Zuerst spürte er nur ein Kribbeln auf der Kopfhaut. Eigentlich gab es dieses Kribbeln nicht. Das behaupteten zumindest die Ingenieure und Techniker, Physiker und Mediziner. Und sie erklärten damit fast alle zu Idioten, die jemals in den Helmen gesteckt hatten. Denn fast jeder, der die Anlage benutzte, kannte dieses Kribbeln. Und doch war es weder mit Messgeräten zu bestimmen, noch konnte man erklären, wie dieses Kribbeln auf der Kopfhaut ausgelöst wurde.
Jetzt war alles dunkel. Und es blieb dunkel. Ganz sachte bewegte Sebastian den Spielball mit der Rechten. Niemand hätte an den Metallnadeln eine Veränderung bemerken können, und doch bewegten sie sich weit genug, dass die Reize in Sebastians Gehirn wanderten.

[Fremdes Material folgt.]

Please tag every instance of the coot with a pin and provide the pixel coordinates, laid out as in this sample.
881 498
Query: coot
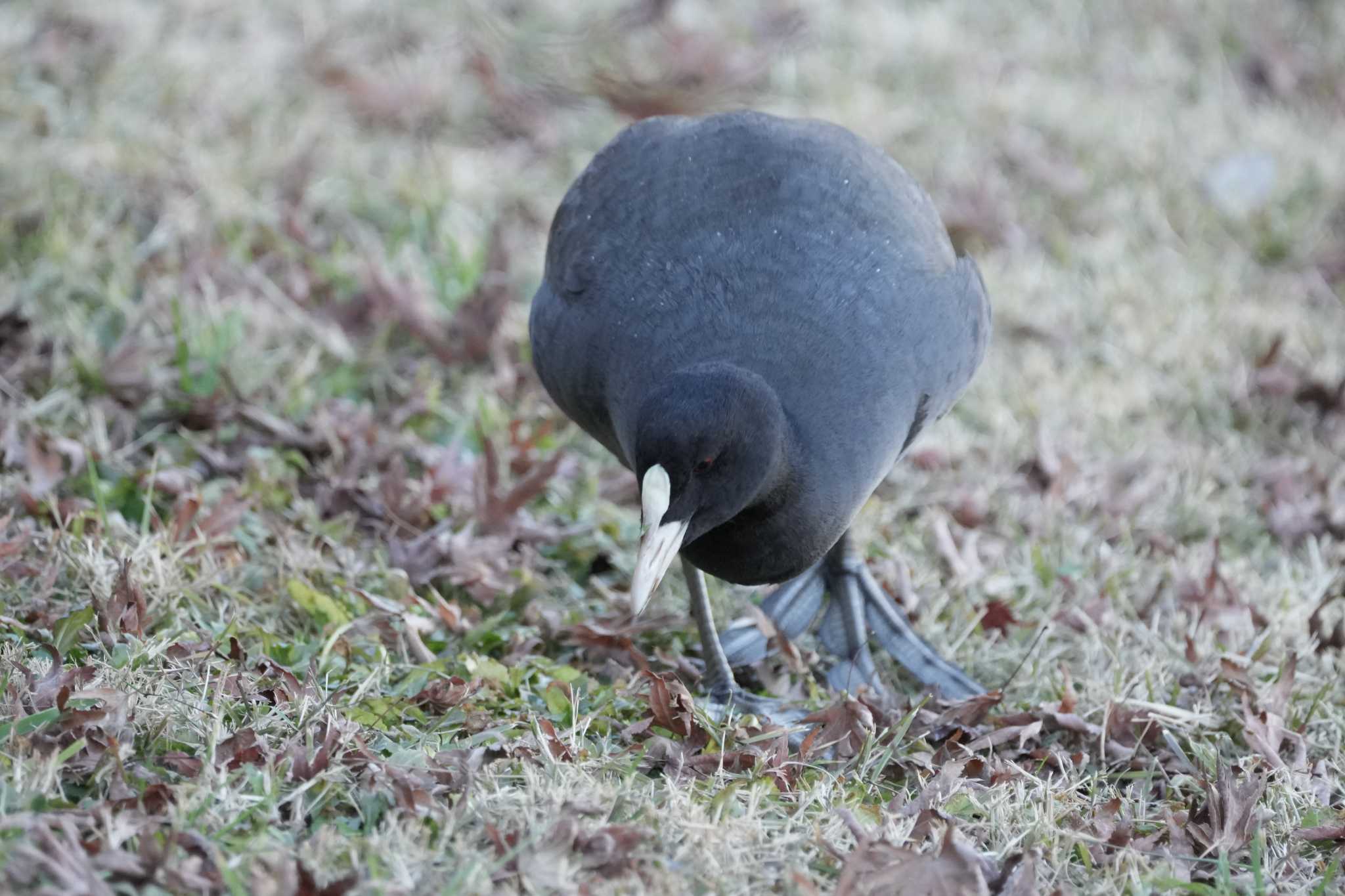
758 314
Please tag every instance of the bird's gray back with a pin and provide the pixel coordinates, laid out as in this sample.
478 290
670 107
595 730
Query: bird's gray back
779 245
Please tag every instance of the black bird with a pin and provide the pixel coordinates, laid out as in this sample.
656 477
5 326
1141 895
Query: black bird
758 314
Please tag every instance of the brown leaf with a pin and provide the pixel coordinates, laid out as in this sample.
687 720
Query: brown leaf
558 748
877 867
1319 629
1069 699
240 750
443 695
1227 820
670 704
125 610
1265 729
181 763
43 692
845 726
611 849
1023 734
45 467
304 769
1323 832
309 885
998 617
152 801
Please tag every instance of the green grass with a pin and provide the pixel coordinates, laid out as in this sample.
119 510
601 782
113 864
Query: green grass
264 278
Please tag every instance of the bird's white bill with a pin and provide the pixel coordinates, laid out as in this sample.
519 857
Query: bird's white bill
661 540
658 547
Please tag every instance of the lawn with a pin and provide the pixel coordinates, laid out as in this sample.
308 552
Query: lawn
305 587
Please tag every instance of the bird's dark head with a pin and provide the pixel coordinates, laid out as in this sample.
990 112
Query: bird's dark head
709 442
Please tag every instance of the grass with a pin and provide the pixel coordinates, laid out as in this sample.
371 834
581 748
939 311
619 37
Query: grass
264 276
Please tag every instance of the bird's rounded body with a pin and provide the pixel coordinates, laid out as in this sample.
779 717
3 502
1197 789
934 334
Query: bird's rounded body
786 247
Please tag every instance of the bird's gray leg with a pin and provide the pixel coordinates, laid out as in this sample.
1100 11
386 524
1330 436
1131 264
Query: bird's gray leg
888 624
856 667
718 675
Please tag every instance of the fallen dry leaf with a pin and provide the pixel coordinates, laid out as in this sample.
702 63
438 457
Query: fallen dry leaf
998 617
1227 819
671 706
844 726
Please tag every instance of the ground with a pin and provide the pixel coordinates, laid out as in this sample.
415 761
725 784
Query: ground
305 586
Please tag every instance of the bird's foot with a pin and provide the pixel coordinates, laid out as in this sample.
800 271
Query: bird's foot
857 609
725 703
858 598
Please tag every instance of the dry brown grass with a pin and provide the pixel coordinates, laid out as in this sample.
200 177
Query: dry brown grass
275 258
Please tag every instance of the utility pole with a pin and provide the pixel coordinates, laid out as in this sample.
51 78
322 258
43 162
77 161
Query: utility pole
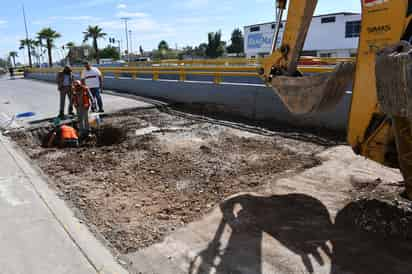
131 41
125 20
27 37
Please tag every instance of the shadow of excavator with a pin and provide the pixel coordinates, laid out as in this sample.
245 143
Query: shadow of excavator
301 224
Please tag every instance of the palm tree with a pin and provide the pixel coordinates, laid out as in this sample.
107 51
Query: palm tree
49 35
36 44
95 33
13 55
30 44
70 46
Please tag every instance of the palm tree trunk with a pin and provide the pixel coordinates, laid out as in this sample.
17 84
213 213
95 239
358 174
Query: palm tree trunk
49 52
96 50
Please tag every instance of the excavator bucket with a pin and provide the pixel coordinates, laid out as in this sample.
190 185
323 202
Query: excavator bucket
314 93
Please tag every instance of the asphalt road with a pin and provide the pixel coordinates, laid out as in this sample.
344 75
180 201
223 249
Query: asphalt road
22 95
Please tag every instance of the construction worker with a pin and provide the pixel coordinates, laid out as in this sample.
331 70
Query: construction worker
64 85
82 100
93 79
63 136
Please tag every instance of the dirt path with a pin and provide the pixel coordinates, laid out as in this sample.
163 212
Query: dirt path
169 171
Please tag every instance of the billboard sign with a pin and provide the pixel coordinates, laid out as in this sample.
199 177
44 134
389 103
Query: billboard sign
260 41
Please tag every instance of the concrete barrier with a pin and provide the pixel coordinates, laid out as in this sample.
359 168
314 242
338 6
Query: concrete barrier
251 101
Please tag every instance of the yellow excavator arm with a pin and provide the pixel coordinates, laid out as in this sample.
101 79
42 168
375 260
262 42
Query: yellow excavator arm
379 136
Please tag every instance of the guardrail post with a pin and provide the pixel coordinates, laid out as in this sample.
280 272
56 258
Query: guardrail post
182 75
218 78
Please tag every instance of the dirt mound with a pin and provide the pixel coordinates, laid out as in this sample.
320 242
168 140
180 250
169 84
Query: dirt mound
138 188
386 218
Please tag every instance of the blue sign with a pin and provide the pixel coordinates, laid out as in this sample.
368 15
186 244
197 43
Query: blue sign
259 40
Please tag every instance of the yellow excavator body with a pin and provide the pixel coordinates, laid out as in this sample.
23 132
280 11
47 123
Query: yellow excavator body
379 136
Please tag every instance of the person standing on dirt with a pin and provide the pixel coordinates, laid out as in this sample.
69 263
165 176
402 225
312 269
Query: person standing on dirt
11 71
82 100
64 85
93 79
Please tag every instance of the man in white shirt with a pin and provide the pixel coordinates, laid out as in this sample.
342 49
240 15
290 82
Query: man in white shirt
92 78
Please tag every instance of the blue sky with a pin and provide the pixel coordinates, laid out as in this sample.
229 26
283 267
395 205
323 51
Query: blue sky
181 23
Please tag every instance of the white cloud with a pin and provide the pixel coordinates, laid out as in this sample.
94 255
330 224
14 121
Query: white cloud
131 14
53 19
195 4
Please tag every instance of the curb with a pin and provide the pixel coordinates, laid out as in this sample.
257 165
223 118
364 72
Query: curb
99 257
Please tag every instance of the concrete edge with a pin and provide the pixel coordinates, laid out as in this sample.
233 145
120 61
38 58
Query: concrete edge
95 252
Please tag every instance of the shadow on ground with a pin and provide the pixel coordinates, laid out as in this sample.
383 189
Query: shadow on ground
303 225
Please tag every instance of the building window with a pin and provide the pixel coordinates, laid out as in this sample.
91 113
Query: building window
254 29
352 29
326 20
274 26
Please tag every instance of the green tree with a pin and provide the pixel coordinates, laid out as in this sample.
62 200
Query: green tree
186 52
13 55
163 45
163 50
110 53
215 46
49 35
94 33
200 51
70 46
237 42
30 45
4 63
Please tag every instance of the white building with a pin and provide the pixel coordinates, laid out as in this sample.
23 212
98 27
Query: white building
330 35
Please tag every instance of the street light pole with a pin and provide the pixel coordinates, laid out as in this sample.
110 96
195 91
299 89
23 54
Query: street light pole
125 20
131 41
28 44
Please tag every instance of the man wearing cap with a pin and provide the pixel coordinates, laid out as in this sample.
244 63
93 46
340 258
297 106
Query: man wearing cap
64 85
82 100
92 78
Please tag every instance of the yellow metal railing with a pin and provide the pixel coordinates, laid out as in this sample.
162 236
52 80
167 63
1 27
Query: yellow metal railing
216 72
232 67
234 61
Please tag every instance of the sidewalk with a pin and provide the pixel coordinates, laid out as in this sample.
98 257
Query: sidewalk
38 232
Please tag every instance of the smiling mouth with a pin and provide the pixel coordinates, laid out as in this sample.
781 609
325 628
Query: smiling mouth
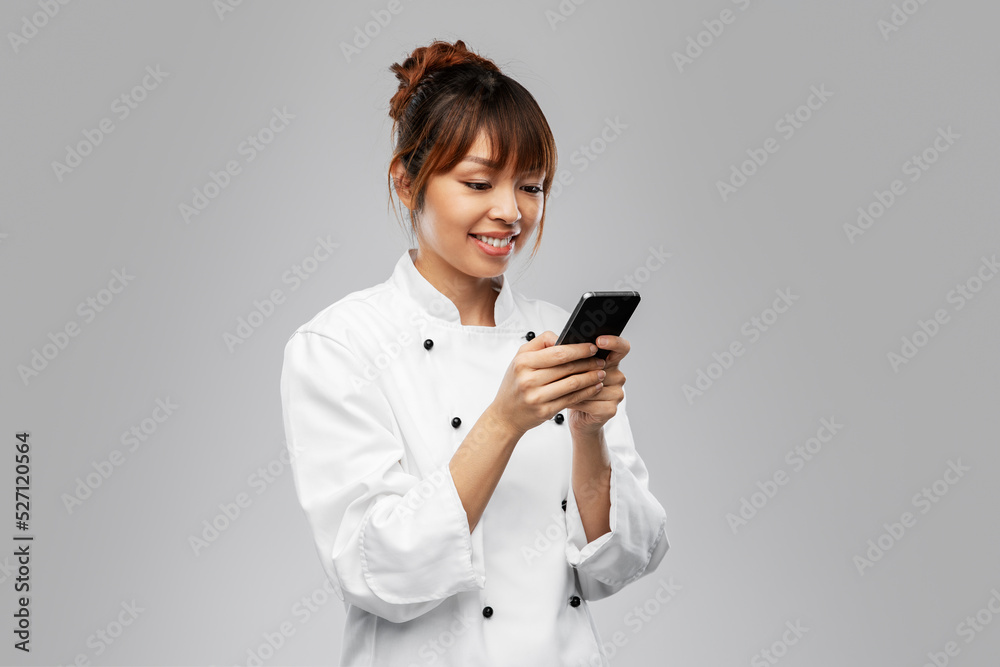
495 242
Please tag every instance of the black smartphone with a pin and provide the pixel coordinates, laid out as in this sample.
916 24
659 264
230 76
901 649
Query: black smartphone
598 314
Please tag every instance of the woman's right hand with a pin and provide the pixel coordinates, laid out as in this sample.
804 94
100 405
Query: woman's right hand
545 378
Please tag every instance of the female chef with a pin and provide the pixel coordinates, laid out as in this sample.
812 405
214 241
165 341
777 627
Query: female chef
470 485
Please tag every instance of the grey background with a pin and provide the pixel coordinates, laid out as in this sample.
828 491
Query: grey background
655 185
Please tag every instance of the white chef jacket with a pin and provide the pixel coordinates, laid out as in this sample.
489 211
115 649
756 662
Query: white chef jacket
378 391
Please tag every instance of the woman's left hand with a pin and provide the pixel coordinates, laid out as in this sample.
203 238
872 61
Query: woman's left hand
589 416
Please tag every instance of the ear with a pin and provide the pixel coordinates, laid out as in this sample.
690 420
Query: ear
402 184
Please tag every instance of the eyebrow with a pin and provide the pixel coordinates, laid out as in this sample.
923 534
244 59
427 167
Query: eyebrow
493 165
481 160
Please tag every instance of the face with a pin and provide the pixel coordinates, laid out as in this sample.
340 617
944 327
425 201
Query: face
471 200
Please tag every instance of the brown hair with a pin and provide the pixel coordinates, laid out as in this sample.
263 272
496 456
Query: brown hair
448 94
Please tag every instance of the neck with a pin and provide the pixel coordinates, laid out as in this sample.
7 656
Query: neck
475 298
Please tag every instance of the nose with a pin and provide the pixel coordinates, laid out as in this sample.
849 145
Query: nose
505 206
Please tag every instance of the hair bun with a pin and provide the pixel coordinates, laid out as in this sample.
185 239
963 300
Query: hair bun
424 60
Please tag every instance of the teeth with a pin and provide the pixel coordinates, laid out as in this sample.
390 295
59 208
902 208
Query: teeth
496 243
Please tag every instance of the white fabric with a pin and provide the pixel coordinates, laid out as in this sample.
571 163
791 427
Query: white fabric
368 422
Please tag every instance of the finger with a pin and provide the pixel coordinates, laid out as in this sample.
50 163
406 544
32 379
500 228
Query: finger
580 395
556 355
544 376
617 345
554 391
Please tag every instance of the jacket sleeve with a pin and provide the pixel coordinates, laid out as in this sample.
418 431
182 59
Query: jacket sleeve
637 541
392 544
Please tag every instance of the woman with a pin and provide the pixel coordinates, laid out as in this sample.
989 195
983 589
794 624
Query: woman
470 485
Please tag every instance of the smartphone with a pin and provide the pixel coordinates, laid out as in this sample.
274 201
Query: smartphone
598 314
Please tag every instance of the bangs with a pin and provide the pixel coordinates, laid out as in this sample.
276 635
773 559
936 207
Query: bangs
514 128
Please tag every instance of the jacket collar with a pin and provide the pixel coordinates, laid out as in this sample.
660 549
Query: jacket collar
411 282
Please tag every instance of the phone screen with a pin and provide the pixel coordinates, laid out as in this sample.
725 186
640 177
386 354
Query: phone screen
598 314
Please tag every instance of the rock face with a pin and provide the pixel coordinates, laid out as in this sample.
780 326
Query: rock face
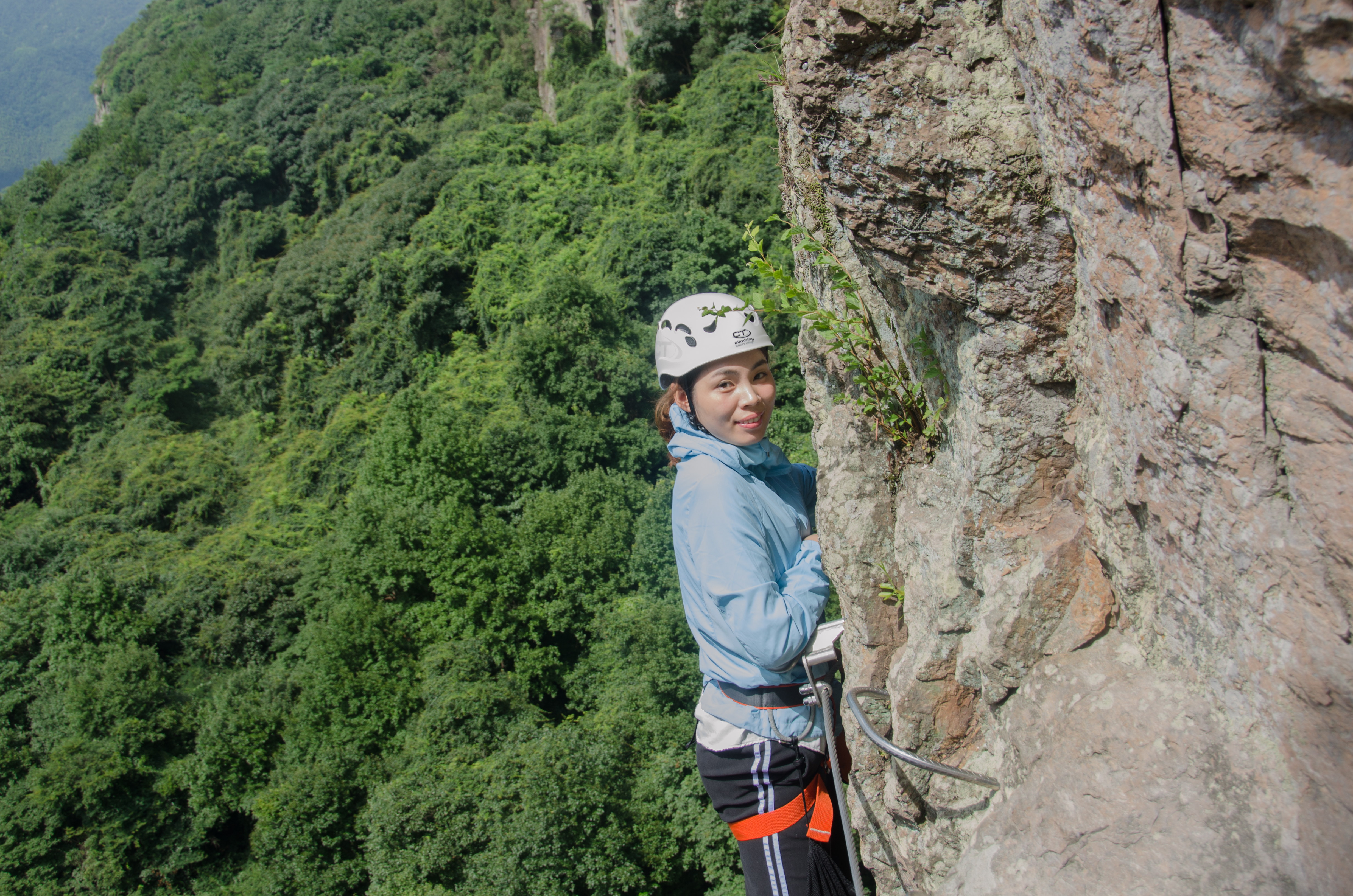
1128 231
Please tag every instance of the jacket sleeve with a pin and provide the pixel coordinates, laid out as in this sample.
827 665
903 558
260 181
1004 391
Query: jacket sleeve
770 615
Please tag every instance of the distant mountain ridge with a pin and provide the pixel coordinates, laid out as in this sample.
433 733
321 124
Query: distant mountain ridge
49 51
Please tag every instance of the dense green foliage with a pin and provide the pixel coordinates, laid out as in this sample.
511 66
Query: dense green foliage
336 553
48 55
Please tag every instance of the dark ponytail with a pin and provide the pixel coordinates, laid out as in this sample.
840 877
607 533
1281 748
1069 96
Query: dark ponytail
664 409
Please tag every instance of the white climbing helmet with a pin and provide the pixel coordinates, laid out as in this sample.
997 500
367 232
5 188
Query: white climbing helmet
688 339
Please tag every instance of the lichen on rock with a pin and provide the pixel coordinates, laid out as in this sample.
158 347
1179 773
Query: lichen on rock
1126 229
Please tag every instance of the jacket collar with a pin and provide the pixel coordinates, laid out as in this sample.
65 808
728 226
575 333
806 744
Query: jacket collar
761 461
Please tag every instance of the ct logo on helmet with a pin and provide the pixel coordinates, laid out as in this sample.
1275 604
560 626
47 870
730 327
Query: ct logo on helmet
678 350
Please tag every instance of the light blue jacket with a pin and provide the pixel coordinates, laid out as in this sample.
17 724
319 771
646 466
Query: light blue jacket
753 589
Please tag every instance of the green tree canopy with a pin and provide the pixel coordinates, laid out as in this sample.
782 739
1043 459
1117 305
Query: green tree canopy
336 551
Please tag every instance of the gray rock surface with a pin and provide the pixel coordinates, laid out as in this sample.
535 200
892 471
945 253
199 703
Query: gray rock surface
1128 231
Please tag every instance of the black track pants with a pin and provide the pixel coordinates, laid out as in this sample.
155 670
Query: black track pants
751 780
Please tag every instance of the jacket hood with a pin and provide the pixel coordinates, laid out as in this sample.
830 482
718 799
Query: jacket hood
761 461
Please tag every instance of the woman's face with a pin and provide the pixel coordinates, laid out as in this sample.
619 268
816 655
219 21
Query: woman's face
734 399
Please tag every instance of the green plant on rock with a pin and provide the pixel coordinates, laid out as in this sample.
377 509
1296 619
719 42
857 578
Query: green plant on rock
888 592
888 396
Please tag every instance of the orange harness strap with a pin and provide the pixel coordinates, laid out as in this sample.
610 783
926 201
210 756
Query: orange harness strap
788 815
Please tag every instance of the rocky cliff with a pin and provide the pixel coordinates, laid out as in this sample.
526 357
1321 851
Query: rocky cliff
1126 231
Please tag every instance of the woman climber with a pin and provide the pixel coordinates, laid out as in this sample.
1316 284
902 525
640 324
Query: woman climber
754 591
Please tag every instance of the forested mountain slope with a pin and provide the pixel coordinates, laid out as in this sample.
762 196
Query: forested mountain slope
335 551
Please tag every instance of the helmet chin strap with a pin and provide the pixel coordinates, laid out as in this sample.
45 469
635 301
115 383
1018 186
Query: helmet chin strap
691 400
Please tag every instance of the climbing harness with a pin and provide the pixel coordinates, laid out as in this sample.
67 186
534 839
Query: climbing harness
822 649
907 756
788 815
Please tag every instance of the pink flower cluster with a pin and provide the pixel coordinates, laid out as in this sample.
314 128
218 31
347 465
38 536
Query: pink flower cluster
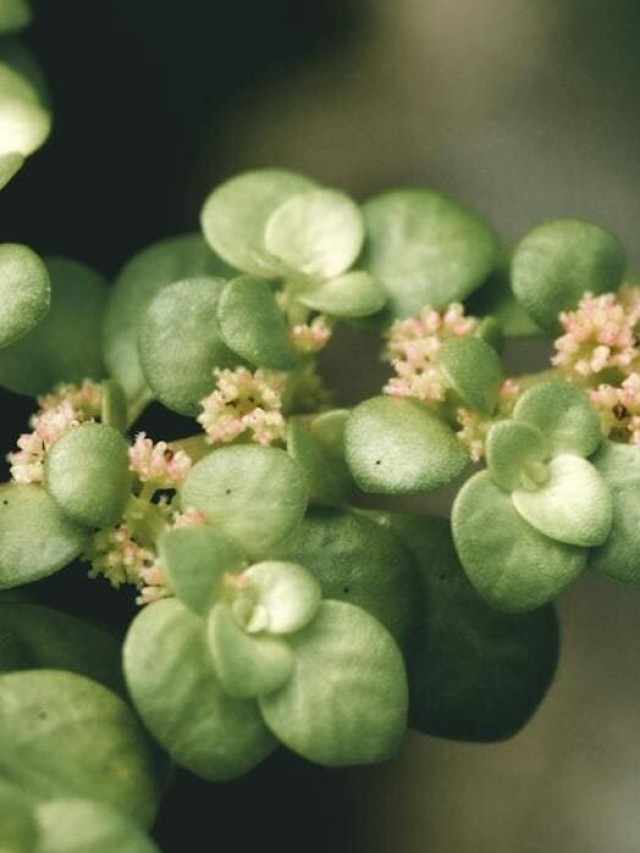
310 338
619 409
66 407
601 334
244 402
158 463
412 348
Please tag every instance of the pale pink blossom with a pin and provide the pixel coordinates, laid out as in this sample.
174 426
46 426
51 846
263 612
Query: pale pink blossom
412 349
601 334
244 402
158 463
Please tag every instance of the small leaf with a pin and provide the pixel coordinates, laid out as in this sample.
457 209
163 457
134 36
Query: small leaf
24 291
77 826
235 215
354 294
426 249
563 414
66 345
512 448
357 561
63 735
619 555
476 674
252 324
176 691
36 538
327 477
180 343
346 701
473 370
14 15
18 828
35 637
573 506
288 592
195 558
86 472
556 263
254 494
318 233
396 446
509 563
248 665
162 263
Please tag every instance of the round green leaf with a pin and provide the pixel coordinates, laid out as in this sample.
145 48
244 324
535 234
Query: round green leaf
10 165
24 291
35 637
289 594
509 563
477 674
563 414
254 494
354 294
574 505
18 827
36 538
163 263
195 558
513 447
178 695
346 701
473 370
357 561
180 343
426 249
63 735
318 233
557 262
86 472
252 324
25 122
619 555
79 826
327 477
235 215
248 665
66 345
396 446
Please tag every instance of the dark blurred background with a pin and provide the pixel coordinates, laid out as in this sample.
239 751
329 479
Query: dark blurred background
525 109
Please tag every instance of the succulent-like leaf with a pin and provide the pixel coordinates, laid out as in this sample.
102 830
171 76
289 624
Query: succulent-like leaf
510 564
177 693
346 700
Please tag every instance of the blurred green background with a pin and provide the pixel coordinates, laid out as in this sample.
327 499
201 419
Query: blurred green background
525 109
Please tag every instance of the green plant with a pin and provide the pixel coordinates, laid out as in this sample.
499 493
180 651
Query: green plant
278 607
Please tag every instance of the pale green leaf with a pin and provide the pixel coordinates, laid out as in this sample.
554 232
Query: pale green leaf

Schwarz. Immer noch schwarz. Und immer noch... halt. Er arretierte den Ball mit dem Daumen. Da war etwas. Es war das Gefühl, das sich einstellt, wenn man etwas weiß, jedoch nicht darauf kommt. Es sitzt da irgendwo eingeklemmt in den grauen Windungen und sperrt sich, während man an ihm zerrt und zieht. Allerdings wusste Sebastian nicht, an was er sich da nicht erinnern konnte. Schließlich war das hier nicht seine Erinnerung.
Die Impulse jagten ein Reizmuster nach dem anderen durch sein Gehirn. Dann sah er etwas.